Los toros de la ganadería de Hermanos Revesado Pernas de Vitigudino (Salamanca), protagonizaron una salida rápida “y bonita” con un ganado bravo controlado y que se encontró integrado en la manada de cabestros. Durante la conducción por el campo un novillo se adelantó a los demás cruzando la carretera de Cantalejo en solitario por lo que los directores de campo y colaboradores apartaron a tres mansos para intentar controlarlo.

Durante el paso del encierro por ‘El Embudo’ varios novillos plantearon problemas y uno de ellos se disgregó abandonando el recorrido.

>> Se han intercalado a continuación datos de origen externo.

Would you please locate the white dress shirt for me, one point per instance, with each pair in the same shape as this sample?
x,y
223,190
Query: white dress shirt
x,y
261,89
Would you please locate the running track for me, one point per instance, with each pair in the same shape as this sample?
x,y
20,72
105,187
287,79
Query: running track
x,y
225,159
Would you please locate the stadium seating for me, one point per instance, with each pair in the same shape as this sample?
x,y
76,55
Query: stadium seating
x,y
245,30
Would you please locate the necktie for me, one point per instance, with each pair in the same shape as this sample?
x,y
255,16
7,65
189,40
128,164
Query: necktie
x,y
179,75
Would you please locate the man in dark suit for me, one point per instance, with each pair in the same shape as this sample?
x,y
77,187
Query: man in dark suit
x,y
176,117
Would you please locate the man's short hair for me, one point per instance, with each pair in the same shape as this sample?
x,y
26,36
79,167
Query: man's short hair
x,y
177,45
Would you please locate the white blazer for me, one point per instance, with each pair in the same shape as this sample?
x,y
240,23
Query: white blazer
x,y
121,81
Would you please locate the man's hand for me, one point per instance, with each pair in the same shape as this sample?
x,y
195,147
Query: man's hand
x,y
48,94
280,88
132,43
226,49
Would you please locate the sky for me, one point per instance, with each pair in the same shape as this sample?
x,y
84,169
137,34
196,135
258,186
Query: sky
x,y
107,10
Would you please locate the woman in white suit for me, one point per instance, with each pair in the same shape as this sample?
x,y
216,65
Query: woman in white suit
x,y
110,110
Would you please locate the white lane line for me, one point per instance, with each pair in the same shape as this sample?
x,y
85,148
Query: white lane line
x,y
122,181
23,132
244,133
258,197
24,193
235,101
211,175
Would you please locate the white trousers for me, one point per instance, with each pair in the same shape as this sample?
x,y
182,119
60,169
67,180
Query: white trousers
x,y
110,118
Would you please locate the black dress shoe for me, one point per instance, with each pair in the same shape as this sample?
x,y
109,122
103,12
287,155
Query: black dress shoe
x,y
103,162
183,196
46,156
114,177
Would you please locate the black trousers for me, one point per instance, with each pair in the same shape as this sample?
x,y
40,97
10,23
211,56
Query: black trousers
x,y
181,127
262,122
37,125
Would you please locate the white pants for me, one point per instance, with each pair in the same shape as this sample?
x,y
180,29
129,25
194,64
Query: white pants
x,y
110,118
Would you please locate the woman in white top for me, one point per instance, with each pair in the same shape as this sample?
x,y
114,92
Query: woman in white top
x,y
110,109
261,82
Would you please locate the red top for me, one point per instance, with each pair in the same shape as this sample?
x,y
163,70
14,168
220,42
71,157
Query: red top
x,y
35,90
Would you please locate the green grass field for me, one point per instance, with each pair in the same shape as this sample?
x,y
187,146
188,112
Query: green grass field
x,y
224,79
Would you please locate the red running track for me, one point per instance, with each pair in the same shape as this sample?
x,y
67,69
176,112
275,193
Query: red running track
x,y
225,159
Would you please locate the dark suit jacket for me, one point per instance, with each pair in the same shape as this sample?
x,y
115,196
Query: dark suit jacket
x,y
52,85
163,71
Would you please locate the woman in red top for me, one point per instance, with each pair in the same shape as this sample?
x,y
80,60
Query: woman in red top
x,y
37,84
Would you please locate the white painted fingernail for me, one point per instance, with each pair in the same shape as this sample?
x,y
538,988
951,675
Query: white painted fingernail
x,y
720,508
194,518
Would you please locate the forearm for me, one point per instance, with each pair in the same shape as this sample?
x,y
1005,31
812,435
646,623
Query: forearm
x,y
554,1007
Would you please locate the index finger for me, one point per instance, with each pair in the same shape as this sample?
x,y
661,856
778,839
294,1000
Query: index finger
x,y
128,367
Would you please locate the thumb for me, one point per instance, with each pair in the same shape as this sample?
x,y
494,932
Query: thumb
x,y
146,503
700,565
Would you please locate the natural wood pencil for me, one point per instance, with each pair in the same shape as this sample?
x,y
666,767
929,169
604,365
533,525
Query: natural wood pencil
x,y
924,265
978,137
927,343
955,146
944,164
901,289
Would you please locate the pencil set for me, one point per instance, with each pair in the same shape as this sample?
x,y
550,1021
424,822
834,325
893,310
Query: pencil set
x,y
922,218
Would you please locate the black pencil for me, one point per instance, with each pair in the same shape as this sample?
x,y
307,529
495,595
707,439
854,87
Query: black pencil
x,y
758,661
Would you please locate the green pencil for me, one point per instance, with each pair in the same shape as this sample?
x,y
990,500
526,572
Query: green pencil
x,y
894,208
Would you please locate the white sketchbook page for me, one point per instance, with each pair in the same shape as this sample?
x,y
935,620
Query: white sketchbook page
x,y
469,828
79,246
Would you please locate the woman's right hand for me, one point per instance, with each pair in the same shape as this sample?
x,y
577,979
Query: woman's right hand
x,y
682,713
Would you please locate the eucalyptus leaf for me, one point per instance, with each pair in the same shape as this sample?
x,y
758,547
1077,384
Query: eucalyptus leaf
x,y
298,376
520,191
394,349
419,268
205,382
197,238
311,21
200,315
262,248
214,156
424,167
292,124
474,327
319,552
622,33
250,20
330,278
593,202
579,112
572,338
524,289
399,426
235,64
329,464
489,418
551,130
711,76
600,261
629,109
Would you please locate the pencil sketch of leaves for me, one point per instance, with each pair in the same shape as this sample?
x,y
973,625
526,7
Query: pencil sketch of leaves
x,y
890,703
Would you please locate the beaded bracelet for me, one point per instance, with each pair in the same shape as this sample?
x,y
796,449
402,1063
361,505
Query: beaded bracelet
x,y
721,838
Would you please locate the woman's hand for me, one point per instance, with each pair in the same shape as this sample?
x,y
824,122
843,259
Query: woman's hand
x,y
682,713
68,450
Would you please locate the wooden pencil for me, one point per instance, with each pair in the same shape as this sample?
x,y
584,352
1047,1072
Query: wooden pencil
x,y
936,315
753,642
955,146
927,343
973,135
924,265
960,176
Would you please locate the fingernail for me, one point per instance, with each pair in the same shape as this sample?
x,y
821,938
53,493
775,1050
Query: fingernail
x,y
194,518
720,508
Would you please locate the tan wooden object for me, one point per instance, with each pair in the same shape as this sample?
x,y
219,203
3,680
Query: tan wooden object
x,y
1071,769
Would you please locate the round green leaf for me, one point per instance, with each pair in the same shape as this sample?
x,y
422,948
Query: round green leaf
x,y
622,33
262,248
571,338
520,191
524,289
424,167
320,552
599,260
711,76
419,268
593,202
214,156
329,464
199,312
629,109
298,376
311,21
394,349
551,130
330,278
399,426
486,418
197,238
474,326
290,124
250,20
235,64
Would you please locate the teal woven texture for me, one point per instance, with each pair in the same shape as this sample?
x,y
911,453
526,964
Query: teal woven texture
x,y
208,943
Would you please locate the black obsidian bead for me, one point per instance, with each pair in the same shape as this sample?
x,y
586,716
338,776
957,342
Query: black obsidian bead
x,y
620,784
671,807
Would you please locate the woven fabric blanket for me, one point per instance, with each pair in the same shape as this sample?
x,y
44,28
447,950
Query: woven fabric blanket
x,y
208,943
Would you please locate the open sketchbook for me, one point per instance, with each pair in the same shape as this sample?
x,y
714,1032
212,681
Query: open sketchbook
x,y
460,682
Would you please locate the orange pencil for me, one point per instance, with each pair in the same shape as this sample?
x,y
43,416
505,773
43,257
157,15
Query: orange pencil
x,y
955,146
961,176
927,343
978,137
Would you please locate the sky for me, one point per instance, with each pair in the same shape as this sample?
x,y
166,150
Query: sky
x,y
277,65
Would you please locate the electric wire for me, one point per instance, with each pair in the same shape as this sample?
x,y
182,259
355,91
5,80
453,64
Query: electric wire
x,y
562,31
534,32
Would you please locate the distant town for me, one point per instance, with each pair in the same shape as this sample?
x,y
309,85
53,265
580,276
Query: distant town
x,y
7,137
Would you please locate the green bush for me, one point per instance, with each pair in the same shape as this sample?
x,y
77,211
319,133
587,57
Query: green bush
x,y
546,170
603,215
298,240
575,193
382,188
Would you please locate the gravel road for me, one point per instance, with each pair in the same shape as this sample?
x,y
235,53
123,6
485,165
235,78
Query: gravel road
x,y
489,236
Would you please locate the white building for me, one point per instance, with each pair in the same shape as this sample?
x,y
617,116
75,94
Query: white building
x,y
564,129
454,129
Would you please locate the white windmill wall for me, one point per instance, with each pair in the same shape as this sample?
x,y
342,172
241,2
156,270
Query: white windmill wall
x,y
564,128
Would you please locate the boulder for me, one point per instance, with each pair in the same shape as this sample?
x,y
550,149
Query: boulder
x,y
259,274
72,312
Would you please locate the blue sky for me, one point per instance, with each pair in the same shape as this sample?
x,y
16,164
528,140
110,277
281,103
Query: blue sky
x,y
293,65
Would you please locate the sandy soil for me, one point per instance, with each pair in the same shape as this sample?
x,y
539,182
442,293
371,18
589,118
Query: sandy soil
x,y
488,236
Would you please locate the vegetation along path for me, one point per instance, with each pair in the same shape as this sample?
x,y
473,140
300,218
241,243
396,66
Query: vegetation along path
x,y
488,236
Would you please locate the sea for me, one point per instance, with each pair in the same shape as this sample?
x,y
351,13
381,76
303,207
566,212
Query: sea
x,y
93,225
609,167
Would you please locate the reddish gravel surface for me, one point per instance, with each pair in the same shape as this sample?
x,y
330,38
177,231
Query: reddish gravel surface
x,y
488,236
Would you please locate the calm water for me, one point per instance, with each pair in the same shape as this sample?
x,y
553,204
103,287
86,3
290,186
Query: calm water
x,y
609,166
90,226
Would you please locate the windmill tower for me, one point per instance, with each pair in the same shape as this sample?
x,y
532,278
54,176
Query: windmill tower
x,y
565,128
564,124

Del resto de novillos, cuatro de ellos adelantaron a al quinto que quedó rezagado y que fue el protagonista de varias cogidas.

El tramo urbano finalizó con un primer encierro con los cuatro novillos que entraron al recorrido y prácticamente la totalidad de la parada de bueyes. “Se han podido observar buenas carreras, sobre todo a partir de los Paseos de San Francisco ya que los bravos se han distanciado de los mansos”, añadieron desde la Asociación Encierros de Cuéllar. El quinto novillo alargó la terminación del encierro aquerenciándose en la zona de la Plaza de Los Coches teniendo que retornar a dos cabestros para reconducirlo.